# My beast the pacu



## latinoheat (Jan 26, 2006)

Well Its been awhile since i was last on here. I figure I finally get back and post some new pics of my big boy. I think when i last posted he was about 5 inches or so. Now he is about 11inches. Enjoy the pics


----------



## face2006 (Feb 17, 2006)

great pictures LT....that guy is a monster


----------



## AKSkirmish (Jun 24, 2005)

He's starting to get a decent size-HJope you got some plans for him-


----------



## NeXuS (Aug 16, 2006)

he looks nice and he must be happy looks like he is smiling


----------



## latinoheat (Jan 26, 2006)

Thats for the great comments. I did notice that it does lok like he is always smiling. I guess he likes to show his teeth.


----------



## face2006 (Feb 17, 2006)

just noticed that too...lol :laugh:


----------



## eiji (Sep 16, 2006)

he'll be a monster soon BTW do they really eat fruits??


----------



## AKSkirmish (Jun 24, 2005)

fish lover said:


> he'll be a monster soon BTW do they really eat fruits??

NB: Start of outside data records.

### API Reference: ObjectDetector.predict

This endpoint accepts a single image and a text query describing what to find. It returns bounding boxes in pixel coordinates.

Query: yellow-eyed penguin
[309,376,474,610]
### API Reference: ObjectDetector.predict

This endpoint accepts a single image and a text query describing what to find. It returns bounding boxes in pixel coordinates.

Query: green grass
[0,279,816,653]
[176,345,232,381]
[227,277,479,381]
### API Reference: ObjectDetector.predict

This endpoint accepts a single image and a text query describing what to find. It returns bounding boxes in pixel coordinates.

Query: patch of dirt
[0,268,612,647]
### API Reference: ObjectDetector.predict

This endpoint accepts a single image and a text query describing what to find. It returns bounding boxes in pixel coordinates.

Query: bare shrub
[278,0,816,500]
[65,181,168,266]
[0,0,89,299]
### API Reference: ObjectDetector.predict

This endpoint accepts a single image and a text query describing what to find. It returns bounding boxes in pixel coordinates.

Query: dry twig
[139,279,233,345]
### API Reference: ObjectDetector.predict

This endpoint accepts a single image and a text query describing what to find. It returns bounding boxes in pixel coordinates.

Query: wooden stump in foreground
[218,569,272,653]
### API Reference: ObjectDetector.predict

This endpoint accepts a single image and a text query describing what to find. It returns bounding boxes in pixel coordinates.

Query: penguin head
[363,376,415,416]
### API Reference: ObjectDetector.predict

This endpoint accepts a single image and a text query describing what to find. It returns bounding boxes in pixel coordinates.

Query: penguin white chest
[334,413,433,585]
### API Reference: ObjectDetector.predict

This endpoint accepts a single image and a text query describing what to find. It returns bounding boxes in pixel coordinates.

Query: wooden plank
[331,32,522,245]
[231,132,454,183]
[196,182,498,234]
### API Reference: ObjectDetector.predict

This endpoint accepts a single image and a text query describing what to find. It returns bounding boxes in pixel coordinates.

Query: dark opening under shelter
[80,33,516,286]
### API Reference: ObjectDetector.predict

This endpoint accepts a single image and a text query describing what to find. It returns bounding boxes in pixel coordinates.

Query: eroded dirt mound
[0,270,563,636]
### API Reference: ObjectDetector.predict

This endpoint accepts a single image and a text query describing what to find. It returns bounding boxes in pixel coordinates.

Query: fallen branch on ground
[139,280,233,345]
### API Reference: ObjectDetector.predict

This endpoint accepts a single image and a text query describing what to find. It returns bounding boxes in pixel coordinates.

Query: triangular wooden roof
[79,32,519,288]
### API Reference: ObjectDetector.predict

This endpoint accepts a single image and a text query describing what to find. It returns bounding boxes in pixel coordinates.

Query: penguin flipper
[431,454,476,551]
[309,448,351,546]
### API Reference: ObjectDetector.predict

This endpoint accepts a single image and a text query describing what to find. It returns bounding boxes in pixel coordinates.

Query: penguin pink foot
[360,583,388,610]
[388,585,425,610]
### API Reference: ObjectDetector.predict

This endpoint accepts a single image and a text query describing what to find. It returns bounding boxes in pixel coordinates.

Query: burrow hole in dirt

Yes-Some are not a good for them though as others-Some can only be fed in moderation as well-


----------



## JorgeRemigio (Mar 31, 2005)

It really looks a monster!


----------



## BlackSunshine (Mar 28, 2006)

cute little guy. I don't think he can claim "monster" status till he's at least 2X that size.


----------



## latinoheat (Jan 26, 2006)

Yeah I think I'll claim monster when it gets to abouts Ak's size. He has a monster.


----------



## face2006 (Feb 17, 2006)

All Pacu's are monster's waiting to come out


----------



## Mettle (Dec 29, 2003)

When I used to work in a fish room we had a guy that used to come in, a real regular. His brother had a pond in his basement with pacus in it. It was a 5000 gallon pond, I believe, and he had four or five extremely large pacus in it. He absolutely loved his fish and they grew and grew and grew... The only mistake he ever made with them was hand feeding them. He used to hand feed them nuts, and sure enouch, they would crack them open with their powerful jaws and gobble up the insides. I believe they were brazil nuts...

...long story short, hand feeding wasn't the best idea as one day one of the pacus too off the tops of two of his fingers down to the first joint. Apparently it was a sickening crunch and then lots and lots of blood followed by an ambulance. I'm not sure if the tops came right off or were simply crushed to the point where they weren't saveable - but they were gone.

The customer said his brother was a good guy though and never blamed the fish. He said it was his own stupidity that had caused the accident and he should've known better than to have been doing something so careless with a fish that had such powerful jaws. He continued to keep the pacus. And this was YEARS and YEARS ago. Whenever one of these fish passes on he adopts a new one, apparently, giving it a home in the pond, taking it off the hands of someone who didn't know how big these monsters can get.


----------



## latinoheat (Jan 26, 2006)

Mettle said:


> When I used to work in a fish room we had a guy that used to come in, a real regular. His brother had a pond in his basement with pacus in it. It was a 5000 gallon pond, I believe, and he had four or five extremely large pacus in it. He absolutely loved his fish and they grew and grew and grew... The only mistake he ever made with them was hand feeding them. He used to hand feed them nuts, and sure enouch, they would crack them open with their powerful jaws and gobble up the insides. I believe they were brazil nuts...
> 
> ...long story short, hand feeding wasn't the best idea as one day one of the pacus too off the tops of two of his fingers down to the first joint. Apparently it was a sickening crunch and then lots and lots of blood followed by an ambulance. I'm not sure if the tops came right off or were simply crushed to the point where they weren't saveable - but they were gone.
> 
> The customer said his brother was a good guy though and never blamed the fish. He said it was his own stupidity that had caused the accident and he should've known better than to have been doing something so careless with a fish that had such powerful jaws. He continued to keep the pacus. And this was YEARS and YEARS ago. Whenever one of these fish passes on he adopts a new one, apparently, giving it a home in the pond, taking it off the hands of someone who didn't know how big these monsters can get.


Nice story sad thing what happened to guys fingers. Yeah they are monster fish. Some people think they ain't aggressive but hell i think they are. This story tells it becareful with what you start breeding. I know how big there going to get and what it takes to keep them. Thats why i got one in the first place.


----------